Well, if there is a way to get outside our system and get to another system in a reasonable amount of time, then I feel these discoveries will be beneficial in that we will know where to go.
 
Asteroids have to be refined. Just get in a matching orbit with the rings. Now it will take nuclear power--and the diamonds may actually be quite large. Asteroids are easier to get to, but more trouble.

This is one for Russian billionaires who can get fissile material perhaps with not as much trouble from anti-nukes.
 
I'm hoping one is found several meters long. That would actually pay for the mission. Right now, the folks talking about asteroid mining want existing small LV to place little hopping robots on one--like that is worth anything. You want an asteroid? Go big. Put something like NSWR with high thrust and high ISP both to really move it. Break into rubble and cut with cables Kursk style--then bag it. Have uberlarge shuttlecock ballutes and bring the thing down 300 ton chuncks at a time. It will slow to not make such a big crater. No electronics or meat to protect, just ore, so it can slam many meters per sec. Just slow enough to where a front end loader can dig it out.

In an asteroid gravity well, you will need cables anyway. You can't bear down without wrapping--or you will have no purchase.

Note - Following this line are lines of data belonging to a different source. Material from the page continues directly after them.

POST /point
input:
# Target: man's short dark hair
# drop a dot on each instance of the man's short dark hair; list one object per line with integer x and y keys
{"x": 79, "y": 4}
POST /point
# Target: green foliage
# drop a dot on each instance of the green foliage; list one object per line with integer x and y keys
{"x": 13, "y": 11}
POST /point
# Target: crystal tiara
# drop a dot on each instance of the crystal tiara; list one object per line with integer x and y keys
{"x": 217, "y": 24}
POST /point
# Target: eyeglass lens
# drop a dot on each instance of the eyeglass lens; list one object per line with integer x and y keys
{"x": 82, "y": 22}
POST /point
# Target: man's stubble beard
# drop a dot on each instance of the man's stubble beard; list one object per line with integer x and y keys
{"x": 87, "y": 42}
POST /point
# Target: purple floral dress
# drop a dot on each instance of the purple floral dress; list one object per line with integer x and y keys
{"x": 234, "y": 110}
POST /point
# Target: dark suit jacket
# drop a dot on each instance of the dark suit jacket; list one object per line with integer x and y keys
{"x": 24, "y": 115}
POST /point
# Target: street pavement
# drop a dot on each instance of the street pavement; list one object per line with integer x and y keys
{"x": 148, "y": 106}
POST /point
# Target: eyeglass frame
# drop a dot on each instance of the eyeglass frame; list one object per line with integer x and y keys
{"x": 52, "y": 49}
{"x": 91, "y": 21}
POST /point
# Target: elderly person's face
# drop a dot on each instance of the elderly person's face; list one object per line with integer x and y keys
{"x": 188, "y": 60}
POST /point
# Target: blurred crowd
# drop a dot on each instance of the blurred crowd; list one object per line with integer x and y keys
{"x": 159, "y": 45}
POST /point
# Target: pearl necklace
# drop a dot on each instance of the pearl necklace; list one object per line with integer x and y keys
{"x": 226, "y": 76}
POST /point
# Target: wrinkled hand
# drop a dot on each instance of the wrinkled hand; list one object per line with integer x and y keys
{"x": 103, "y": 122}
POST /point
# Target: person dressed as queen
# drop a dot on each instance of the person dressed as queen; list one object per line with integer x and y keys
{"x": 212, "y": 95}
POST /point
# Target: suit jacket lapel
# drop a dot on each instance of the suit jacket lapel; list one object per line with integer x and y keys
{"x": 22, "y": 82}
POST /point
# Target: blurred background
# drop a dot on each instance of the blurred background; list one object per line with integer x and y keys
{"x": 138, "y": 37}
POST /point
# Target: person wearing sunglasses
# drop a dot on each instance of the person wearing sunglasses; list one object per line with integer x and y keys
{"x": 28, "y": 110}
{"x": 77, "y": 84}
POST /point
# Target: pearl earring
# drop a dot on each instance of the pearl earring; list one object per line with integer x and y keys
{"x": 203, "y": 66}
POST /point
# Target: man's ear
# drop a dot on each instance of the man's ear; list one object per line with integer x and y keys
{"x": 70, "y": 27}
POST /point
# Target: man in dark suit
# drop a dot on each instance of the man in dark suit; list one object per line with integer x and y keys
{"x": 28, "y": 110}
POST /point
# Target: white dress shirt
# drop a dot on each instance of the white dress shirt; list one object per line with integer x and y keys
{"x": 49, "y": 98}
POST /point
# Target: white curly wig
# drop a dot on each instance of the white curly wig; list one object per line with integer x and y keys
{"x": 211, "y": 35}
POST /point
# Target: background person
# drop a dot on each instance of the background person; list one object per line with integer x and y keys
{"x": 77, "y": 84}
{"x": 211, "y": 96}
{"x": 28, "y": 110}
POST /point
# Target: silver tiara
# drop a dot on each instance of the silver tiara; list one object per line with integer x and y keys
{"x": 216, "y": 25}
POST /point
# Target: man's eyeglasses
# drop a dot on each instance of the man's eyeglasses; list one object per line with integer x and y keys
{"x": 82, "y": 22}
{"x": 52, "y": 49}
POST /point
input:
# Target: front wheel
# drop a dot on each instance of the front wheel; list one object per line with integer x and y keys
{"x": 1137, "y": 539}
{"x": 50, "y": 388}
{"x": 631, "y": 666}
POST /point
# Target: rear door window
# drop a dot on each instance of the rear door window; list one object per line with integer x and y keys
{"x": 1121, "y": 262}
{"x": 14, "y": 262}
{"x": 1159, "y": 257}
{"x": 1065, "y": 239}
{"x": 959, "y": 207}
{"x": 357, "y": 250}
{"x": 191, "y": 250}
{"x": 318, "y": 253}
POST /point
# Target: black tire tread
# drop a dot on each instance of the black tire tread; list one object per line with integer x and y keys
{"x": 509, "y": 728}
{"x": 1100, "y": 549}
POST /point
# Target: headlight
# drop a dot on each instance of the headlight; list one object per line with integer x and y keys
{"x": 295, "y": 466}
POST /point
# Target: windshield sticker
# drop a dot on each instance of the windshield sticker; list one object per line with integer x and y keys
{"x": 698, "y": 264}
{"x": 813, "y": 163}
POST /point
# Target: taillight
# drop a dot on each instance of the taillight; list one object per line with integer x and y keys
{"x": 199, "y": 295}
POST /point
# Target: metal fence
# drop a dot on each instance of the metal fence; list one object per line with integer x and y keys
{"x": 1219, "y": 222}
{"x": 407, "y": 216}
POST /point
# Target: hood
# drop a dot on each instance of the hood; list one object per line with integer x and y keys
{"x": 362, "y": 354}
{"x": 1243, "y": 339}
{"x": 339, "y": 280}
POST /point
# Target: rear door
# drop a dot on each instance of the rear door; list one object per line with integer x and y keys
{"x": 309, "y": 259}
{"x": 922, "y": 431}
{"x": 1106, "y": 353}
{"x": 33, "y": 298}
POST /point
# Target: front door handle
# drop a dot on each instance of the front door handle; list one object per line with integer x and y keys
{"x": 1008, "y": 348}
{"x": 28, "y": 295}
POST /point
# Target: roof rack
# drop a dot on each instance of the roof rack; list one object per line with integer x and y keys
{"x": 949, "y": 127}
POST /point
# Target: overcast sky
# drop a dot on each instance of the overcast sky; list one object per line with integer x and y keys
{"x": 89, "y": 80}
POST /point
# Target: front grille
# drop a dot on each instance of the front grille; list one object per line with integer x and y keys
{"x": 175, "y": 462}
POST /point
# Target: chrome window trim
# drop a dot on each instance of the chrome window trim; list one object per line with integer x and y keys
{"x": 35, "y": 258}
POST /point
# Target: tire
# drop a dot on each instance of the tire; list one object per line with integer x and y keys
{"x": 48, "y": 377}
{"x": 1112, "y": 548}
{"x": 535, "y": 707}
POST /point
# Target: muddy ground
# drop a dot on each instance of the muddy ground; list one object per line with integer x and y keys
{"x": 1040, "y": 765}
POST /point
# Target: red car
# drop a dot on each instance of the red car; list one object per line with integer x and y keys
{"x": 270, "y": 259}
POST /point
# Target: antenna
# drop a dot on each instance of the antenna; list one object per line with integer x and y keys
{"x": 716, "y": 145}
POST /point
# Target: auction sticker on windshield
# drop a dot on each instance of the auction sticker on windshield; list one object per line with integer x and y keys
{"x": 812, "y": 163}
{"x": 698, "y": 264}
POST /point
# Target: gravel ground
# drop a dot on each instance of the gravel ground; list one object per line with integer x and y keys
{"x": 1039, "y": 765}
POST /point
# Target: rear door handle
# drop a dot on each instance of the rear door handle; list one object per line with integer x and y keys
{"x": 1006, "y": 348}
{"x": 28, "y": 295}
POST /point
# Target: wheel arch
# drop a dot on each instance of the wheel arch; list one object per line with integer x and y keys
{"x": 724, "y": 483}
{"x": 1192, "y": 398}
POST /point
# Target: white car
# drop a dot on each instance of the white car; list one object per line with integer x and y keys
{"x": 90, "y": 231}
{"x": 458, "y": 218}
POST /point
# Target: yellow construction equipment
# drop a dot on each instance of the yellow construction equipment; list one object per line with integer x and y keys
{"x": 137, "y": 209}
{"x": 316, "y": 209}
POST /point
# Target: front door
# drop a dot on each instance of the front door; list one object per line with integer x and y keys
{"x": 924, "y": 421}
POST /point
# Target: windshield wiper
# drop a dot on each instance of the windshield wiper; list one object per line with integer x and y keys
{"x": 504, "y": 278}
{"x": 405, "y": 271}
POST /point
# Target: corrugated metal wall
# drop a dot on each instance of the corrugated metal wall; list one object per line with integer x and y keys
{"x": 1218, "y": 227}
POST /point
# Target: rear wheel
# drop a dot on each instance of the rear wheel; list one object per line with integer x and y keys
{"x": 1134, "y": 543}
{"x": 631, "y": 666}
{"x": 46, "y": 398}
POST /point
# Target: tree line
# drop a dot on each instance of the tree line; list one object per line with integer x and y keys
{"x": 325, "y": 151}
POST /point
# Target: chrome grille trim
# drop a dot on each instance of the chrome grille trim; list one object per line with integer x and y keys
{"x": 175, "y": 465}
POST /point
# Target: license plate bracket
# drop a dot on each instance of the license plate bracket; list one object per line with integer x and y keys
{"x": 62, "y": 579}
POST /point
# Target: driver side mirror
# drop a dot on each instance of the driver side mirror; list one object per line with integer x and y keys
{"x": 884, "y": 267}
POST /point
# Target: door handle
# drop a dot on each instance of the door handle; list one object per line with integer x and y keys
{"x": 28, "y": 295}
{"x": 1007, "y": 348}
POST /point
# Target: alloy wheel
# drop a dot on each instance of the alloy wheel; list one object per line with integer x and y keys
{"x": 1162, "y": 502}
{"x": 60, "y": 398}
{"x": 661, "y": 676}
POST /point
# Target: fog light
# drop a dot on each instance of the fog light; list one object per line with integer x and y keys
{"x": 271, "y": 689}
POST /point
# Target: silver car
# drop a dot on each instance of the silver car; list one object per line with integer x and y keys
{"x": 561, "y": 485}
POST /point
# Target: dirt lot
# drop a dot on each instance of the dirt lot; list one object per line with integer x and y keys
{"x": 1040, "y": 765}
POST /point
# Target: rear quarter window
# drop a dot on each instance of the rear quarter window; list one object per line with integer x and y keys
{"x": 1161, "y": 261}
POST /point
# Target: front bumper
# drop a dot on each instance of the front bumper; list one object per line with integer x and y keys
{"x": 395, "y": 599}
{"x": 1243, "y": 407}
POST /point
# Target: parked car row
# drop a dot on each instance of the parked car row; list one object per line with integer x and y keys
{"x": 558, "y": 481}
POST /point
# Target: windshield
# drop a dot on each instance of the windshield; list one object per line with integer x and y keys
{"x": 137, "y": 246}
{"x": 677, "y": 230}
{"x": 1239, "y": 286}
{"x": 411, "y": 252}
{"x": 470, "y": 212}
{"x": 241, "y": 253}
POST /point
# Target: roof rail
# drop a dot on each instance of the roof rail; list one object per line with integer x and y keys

This idea of going small is for the birds.
 
That's a good point about wanting to retrieve a stone large enough to pay for its own mission. But this planet is hardly the closest to Earth, so it would be an impractical early mission to say the least. And since the temperature of the planet is 3,900 degrees Fahrenheit (2,100 degrees Celsius), we would have to develop materials that could withstand that kind of heat in order to mine it.

Personally, I would much rather see the time, money, and energy used toward spaceflight that is geared toward finding other life forms.
 
Diamonds aren't exactly all that rare. It's possible to go to Africa and get a diamond to offset the cost of a space flight provided you don't rapidly deflate the market price by releasing too many.
 
That's a good point about wanting to retrieve a stone large enough to pay for its own mission. But this planet is hardly the closest to Earth, so it would be an impractical early mission to say the least. And since the temperature of the planet is 3,900 degrees Fahrenheit (2,100 degrees Celsius), we would have to develop materials that could withstand that kind of heat in order to mine it.

remember, Uranus was knocked on its side by Earth sized impactors. That may have been enough to have not just shocked quartz, but shocked diamond maybe? With the immense pressure, some material might have been spalled off, then found itself into a ring system. That would be the only way you would get at it--and since the ring is quite dark--that might speak of carbon. The diamond would not shine, but be covered in dust.